This paper is a partial result of the sociological and anthropological fieldwork held in a village of Malaya during the period from July to Decdmber in 1964. Although the rural poverty and indebtedness, especially of the Malay peasants, are considered a serious problem in Malaya today, their actual conditions are not well known. This paper is an attempt to clarify these respects by analyzing such problems as land tenure, the pattern of landlord and tenant relationship, income of Malay farming households, peasant credit system and the inheritance pattern in the village concerned.
The village, located in the "rice bowl" in the state of Kedah, has 287 households : 208 Malay households, 75 Chinese households and 4 Indian households. The large number of Chinese households in the village is due to the fact that the local trading center of the
mukim (sub-district) is in this village. 135 out of the total Malay households are engaged in padi farming, but the households owning padi farms are only 75 in number. The average size of farms cultivated by the farming households is 6.5 small
relong (about 4.4 acres). And it is very interesting that most tenants cultivating small areas rent the padi farms from their parents. Compared to the intensive farming in Japan, the average area of padi farm cultivated by a household and the average yield of padi per acre are not so small as might be supposed. The users of chemical fertilizers are rapidly increasing in number and the employment of farm labour is unexpectedly high, because of the comparatively large area under cultivation.
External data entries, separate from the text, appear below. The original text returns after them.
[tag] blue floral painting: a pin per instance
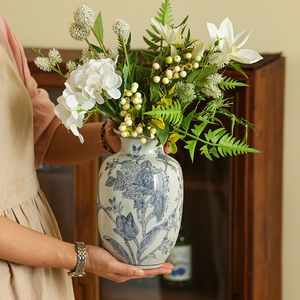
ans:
(147, 187)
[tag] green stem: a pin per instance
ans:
(100, 43)
(59, 72)
(125, 53)
(92, 48)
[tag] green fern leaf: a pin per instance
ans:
(229, 83)
(204, 150)
(171, 114)
(154, 37)
(151, 45)
(191, 145)
(199, 128)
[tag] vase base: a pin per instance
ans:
(152, 266)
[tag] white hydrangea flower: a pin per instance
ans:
(71, 66)
(219, 59)
(86, 87)
(113, 53)
(43, 63)
(54, 56)
(79, 32)
(120, 27)
(110, 80)
(84, 15)
(87, 55)
(68, 120)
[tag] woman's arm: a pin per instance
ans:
(25, 246)
(66, 149)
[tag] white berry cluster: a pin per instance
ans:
(133, 99)
(176, 69)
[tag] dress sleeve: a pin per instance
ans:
(44, 119)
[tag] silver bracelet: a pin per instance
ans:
(81, 259)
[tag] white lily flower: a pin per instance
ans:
(198, 50)
(231, 45)
(171, 35)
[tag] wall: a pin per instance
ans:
(275, 27)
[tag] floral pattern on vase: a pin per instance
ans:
(140, 194)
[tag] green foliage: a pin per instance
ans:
(164, 14)
(171, 114)
(229, 83)
(237, 68)
(98, 27)
(216, 143)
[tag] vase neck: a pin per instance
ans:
(133, 145)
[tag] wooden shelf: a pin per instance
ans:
(146, 289)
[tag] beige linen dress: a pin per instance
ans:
(21, 200)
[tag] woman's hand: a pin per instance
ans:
(103, 264)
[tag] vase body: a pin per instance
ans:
(140, 197)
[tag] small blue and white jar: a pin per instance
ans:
(140, 198)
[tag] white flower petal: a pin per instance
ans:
(247, 56)
(98, 98)
(88, 104)
(226, 29)
(241, 38)
(116, 94)
(71, 101)
(198, 50)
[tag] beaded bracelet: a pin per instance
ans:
(103, 140)
(81, 259)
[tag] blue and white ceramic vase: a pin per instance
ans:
(140, 197)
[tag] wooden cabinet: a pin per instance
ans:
(233, 206)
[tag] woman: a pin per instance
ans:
(33, 258)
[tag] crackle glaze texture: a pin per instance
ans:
(140, 197)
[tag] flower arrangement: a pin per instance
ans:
(179, 96)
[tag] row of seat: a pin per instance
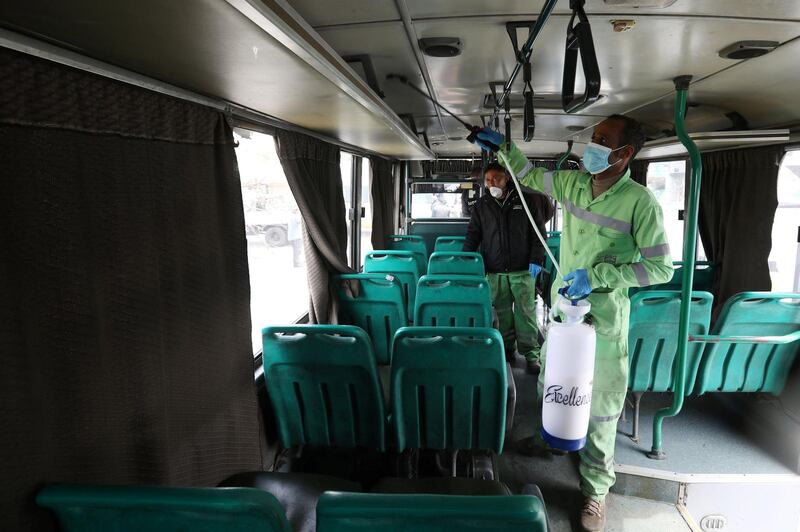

However the problem of the lower income of Malay peasants lies in the fact that the price of padi is, comparatively speaking, very low. Those farming households cultivating padi farms under 6 small
relong in area are almost all indebted to the Chinese merchants in the village by
padi timor (padi kuncha). In order to avoid becoming indebted, farming household has to cultivate a miniumum padi farm over 7
relong.
For the poor peasants there is almost no possiblity to purchase and rent farms in the village. The governmen's policy to aid these peasants has not been effectively brought into operation. Besides, the inheritance patterns,
adat or sharia', in the village are further accelerating the fragmentation of the landholding of the peasants.